Раздались грузные, твердые шаги. По еле освещенному коридору к нам шел неторопливо, сутулясь, слегка запрокинув назад бритую голову, Борис Иннокентьевич Лаврентьев, член-корреспондент Академии наук, руководитель нашего научного кружка. Он поздоровался и остановился. Лицо его, как всегда, было спокойно. Толстая оттопыренная нижняя губа, придававшая лицу оттенок добродушия, морщилась в приветливой улыбке. Он выслушал наши соображения о военном положении, вздохнул.
— Я этого противника знаю, в империалистическую войну видел на фронте. Бездушная, жестокая военщина! Да, трудные времена нам предстоят.
— Что вы, Борис Иннокентьевич! — запротестовал я. — Да мы их в две недели расколотим!
Лаврентьев мягко улыбнулся.
— Вы увлекаетесь. Гитлер наверняка собрал против нас огромную армию.
— Ну и что? Да как только в Европе узнают, что он напал на нас, там немедленно вспыхнет революция! С осени я буду у вас на кафедре заниматься гистологией.
— Нет, на Западе еще не готовы. Там еще слишком мало верят в свои собственные силы. Недавно я побывал в Голландии. Знакомился с учеными, смотрел лаборатории. Милые, добрые люди. Но идеалисты! Как-то вечером собрались мы на чашку чая. Я много рассказывал им о России, пел русские песни. Хозяин вынес фонограф, попросил меня напеть Интернационал и записал. А потом мне сообщили, что из-за этого его, талантливого ученого, уволили из университета, и сейчас он голодает. И товарищи по работе не сумели защитить его. Им не хватает уверенности и единства.

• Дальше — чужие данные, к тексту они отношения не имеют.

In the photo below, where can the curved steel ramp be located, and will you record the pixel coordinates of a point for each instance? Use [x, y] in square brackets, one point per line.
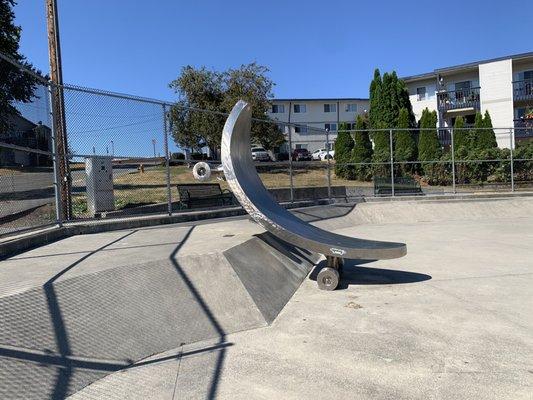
[247, 187]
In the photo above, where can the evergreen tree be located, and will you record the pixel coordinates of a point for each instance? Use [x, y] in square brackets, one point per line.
[388, 95]
[460, 135]
[343, 150]
[381, 154]
[404, 142]
[374, 114]
[15, 85]
[428, 143]
[362, 151]
[487, 139]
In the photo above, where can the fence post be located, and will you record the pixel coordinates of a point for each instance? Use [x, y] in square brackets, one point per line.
[512, 160]
[391, 162]
[290, 165]
[167, 159]
[329, 165]
[453, 164]
[57, 183]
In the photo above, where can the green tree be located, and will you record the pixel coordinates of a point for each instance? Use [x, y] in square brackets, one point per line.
[487, 138]
[251, 83]
[362, 151]
[381, 154]
[429, 148]
[476, 134]
[343, 150]
[404, 142]
[461, 137]
[388, 95]
[217, 92]
[198, 89]
[15, 85]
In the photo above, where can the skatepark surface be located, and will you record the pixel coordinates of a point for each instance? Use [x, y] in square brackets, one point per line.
[220, 309]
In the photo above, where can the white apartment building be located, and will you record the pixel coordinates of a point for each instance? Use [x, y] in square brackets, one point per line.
[315, 113]
[503, 86]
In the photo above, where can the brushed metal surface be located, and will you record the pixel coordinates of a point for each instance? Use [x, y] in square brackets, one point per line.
[247, 187]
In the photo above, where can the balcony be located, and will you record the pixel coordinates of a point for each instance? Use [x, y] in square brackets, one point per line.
[467, 99]
[523, 90]
[523, 129]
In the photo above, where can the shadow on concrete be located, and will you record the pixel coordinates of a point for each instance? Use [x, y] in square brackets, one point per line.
[64, 361]
[222, 344]
[321, 213]
[293, 253]
[354, 274]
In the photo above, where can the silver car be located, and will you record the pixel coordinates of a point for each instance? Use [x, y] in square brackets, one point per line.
[260, 154]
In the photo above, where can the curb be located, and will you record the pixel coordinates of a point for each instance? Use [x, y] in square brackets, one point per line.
[15, 245]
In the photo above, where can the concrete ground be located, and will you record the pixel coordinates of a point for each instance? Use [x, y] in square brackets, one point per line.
[451, 320]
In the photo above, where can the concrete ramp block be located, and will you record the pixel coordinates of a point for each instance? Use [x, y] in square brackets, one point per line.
[270, 270]
[53, 338]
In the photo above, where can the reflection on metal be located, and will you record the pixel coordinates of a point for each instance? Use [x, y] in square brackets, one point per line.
[247, 187]
[202, 171]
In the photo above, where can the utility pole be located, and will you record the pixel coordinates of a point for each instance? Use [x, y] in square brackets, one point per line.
[58, 109]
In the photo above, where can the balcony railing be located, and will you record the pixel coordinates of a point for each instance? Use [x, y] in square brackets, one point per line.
[523, 90]
[523, 128]
[457, 99]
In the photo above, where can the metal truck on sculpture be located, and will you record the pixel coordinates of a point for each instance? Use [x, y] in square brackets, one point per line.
[243, 180]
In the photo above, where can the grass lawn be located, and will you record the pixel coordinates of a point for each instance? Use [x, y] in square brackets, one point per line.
[149, 187]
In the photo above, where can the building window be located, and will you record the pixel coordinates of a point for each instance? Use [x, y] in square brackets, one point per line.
[300, 129]
[278, 108]
[330, 107]
[299, 108]
[350, 126]
[330, 146]
[330, 126]
[462, 90]
[351, 107]
[421, 93]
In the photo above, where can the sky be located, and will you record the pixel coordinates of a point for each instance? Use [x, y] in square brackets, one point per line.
[312, 48]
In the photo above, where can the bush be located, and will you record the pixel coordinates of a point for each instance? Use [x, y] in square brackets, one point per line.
[200, 157]
[362, 151]
[523, 170]
[282, 156]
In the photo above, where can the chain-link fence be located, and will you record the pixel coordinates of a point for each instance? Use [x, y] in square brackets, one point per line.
[121, 158]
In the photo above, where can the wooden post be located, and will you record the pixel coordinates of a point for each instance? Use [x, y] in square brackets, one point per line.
[58, 108]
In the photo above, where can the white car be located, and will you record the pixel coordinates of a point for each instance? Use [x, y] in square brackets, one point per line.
[317, 154]
[327, 154]
[260, 154]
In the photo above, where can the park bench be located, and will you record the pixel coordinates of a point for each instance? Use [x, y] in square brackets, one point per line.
[204, 195]
[403, 186]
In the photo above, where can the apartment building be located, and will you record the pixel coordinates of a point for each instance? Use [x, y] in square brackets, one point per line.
[503, 86]
[310, 117]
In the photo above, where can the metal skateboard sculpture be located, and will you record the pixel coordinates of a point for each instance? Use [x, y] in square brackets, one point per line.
[247, 187]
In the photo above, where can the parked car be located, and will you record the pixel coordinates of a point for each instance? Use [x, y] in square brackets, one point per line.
[317, 154]
[327, 154]
[301, 155]
[260, 154]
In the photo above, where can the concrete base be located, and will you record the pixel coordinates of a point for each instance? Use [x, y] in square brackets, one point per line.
[183, 311]
[90, 305]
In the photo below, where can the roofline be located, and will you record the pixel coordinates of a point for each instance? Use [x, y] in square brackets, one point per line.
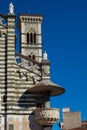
[36, 15]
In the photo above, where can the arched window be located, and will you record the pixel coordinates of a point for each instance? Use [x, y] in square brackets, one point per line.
[31, 57]
[31, 37]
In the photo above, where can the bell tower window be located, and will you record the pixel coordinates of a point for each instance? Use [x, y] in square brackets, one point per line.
[31, 37]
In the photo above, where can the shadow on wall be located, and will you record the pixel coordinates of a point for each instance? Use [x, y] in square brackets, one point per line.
[33, 124]
[28, 100]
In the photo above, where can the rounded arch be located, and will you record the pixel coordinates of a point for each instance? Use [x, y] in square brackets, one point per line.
[31, 36]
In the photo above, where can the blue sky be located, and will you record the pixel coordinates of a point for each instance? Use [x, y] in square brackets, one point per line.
[64, 32]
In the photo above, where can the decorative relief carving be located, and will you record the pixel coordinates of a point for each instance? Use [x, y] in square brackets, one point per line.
[46, 116]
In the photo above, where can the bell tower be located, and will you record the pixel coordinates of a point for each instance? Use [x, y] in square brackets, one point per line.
[30, 36]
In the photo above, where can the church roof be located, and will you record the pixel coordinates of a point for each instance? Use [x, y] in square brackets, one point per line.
[47, 86]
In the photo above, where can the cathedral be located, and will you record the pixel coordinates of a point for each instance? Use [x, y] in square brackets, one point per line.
[25, 85]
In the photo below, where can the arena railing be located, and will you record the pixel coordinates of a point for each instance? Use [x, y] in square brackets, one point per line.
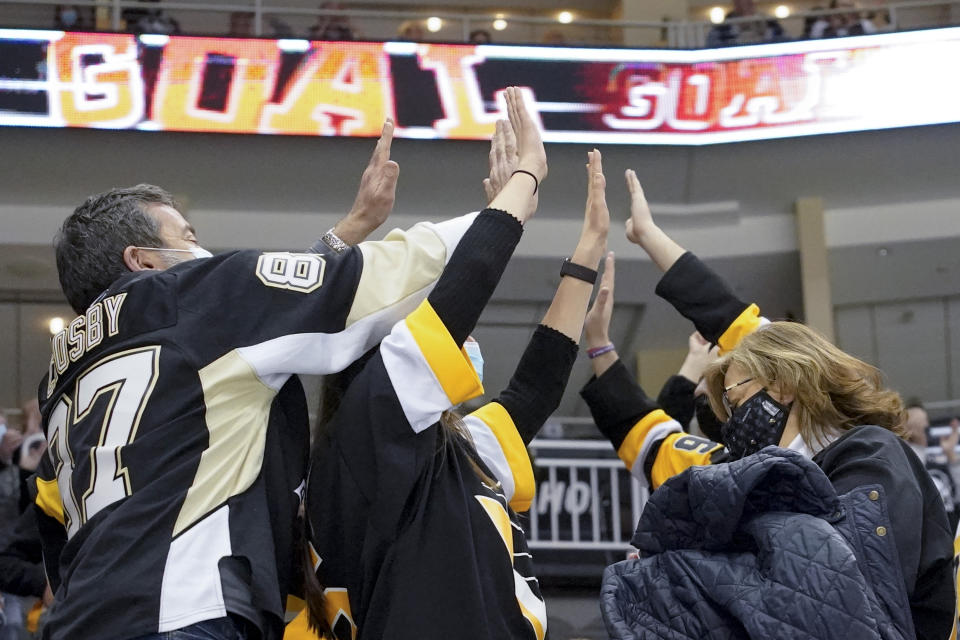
[586, 498]
[379, 24]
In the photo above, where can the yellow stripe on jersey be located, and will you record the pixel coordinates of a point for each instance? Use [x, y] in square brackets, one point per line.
[299, 629]
[495, 416]
[678, 452]
[449, 363]
[401, 264]
[237, 412]
[48, 499]
[531, 606]
[633, 443]
[745, 324]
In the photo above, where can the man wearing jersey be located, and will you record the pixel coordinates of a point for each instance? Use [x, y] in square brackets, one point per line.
[177, 434]
[414, 520]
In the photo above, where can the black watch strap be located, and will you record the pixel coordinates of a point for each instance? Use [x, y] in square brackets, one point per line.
[577, 271]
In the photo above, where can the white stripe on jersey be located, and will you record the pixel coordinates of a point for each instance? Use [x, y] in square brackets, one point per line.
[491, 453]
[191, 590]
[421, 395]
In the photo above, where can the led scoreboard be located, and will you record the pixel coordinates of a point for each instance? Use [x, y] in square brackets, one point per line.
[623, 96]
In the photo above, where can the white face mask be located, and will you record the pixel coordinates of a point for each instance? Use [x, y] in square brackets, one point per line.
[196, 252]
[473, 352]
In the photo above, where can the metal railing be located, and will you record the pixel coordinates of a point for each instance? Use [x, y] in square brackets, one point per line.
[523, 28]
[586, 498]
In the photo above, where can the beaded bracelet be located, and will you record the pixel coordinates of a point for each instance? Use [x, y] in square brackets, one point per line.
[596, 352]
[536, 183]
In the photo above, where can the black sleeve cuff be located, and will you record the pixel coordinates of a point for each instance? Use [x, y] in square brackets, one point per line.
[676, 398]
[537, 384]
[616, 402]
[474, 270]
[701, 296]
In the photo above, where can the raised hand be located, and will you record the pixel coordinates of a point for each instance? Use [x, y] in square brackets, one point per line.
[596, 217]
[519, 194]
[642, 230]
[503, 159]
[641, 220]
[377, 193]
[597, 325]
[532, 156]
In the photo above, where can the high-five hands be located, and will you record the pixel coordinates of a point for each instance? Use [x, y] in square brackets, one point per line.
[520, 182]
[376, 195]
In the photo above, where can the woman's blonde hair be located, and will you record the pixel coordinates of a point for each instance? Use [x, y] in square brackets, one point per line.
[832, 390]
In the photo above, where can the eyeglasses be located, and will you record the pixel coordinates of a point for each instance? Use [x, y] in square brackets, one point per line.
[726, 399]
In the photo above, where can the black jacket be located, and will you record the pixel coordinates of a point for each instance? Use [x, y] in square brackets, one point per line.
[762, 547]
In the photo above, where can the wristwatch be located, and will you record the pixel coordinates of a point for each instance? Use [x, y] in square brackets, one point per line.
[577, 271]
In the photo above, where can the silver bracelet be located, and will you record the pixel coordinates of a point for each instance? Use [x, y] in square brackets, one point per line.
[334, 242]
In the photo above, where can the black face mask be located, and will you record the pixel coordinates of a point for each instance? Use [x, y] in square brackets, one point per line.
[707, 419]
[755, 424]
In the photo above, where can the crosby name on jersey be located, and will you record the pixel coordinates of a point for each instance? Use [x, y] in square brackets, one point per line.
[176, 443]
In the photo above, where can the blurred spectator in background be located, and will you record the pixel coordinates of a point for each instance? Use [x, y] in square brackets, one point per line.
[150, 21]
[11, 439]
[411, 30]
[762, 29]
[480, 36]
[332, 27]
[279, 28]
[241, 24]
[810, 24]
[841, 24]
[69, 17]
[554, 37]
[944, 465]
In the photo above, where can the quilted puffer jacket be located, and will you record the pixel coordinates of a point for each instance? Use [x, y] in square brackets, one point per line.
[759, 548]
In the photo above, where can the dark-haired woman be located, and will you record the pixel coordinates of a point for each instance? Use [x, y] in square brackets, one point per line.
[412, 511]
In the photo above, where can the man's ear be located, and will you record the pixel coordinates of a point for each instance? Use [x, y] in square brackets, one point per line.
[138, 260]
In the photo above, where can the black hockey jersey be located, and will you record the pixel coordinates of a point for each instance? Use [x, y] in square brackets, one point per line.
[157, 405]
[415, 528]
[411, 542]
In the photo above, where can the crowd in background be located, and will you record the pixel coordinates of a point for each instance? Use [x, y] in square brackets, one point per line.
[743, 25]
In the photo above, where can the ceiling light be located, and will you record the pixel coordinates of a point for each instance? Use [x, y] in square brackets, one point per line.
[56, 325]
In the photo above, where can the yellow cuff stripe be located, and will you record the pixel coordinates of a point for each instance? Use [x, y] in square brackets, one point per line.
[48, 499]
[745, 324]
[679, 452]
[299, 628]
[495, 416]
[633, 443]
[448, 362]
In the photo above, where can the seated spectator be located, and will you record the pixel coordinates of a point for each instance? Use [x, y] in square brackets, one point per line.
[411, 30]
[943, 466]
[241, 24]
[332, 27]
[842, 24]
[480, 36]
[763, 29]
[811, 445]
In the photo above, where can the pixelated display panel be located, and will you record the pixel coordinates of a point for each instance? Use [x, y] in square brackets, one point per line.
[623, 96]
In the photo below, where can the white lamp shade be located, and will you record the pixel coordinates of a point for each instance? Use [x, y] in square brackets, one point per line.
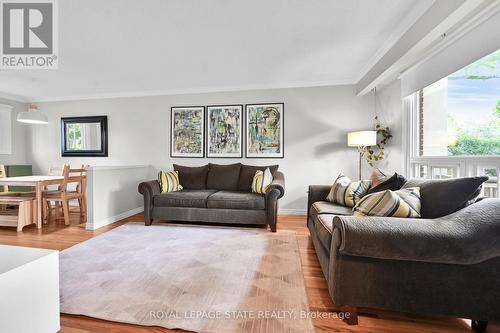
[32, 117]
[362, 138]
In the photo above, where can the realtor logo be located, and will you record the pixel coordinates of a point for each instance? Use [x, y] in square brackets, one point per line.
[29, 34]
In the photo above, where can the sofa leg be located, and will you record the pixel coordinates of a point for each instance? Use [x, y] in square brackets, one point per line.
[350, 314]
[478, 326]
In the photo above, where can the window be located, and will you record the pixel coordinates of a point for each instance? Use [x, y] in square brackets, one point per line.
[460, 114]
[454, 125]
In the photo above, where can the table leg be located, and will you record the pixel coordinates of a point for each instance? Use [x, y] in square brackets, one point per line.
[39, 215]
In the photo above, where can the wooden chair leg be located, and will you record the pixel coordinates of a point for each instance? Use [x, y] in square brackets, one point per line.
[66, 211]
[22, 215]
[350, 314]
[56, 208]
[80, 205]
[46, 211]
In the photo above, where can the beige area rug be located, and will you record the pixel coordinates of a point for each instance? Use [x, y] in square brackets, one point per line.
[197, 278]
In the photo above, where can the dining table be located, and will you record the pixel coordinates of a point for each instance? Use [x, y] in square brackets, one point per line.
[38, 183]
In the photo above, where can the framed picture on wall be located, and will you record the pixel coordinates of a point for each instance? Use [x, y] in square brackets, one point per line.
[224, 131]
[264, 130]
[187, 125]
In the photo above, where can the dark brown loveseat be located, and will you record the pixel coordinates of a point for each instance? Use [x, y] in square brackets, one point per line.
[445, 263]
[215, 193]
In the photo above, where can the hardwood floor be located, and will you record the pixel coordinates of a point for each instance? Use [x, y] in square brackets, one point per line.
[59, 237]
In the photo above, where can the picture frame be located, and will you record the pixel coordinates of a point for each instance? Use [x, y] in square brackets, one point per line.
[187, 131]
[264, 124]
[224, 131]
[84, 136]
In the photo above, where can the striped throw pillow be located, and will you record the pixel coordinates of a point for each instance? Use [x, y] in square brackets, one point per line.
[169, 181]
[346, 192]
[261, 181]
[401, 203]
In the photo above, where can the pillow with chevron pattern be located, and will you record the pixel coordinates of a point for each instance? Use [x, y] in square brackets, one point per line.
[169, 181]
[346, 192]
[261, 181]
[401, 203]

— Вы допускаете, что нас могут победить?!
Лаврентьев с удивлением посмотрел на меня.
— Нас? — И потом задумчиво: — Помните портрет Павлова? Могучий лоб, выброшенные вперед кулаки. Ум, сила, воля. Это национальный характер. Нет, здесь им придет конец. Но чтобы это было так, нужно готовиться к долгой, упорной борьбе. Знаю, вы мечтаете о научной работе. Отложите. Возьмитесь-ка за военно-полевую хирургию. Сегодня это нужнее. Если б и я мог пойти с вами!
Он пожал нам руки и ушел. Я знал, что он тяжело болен. Но мог ли подумать, что вижу его в последний раз!
Итак, прощай научная работа в тихом кабинете за микроскопом!
Мы поднялись в библиотеку и взяли только недавно возвращенный учебник военно-полевой хирургии, чтобы подготовиться к новому экзамену, важнее которого отныне в жизни уже ничего не было.
Начиналась новая полоса в жизни народа. И с этим кончилась и наша беззаботная юность.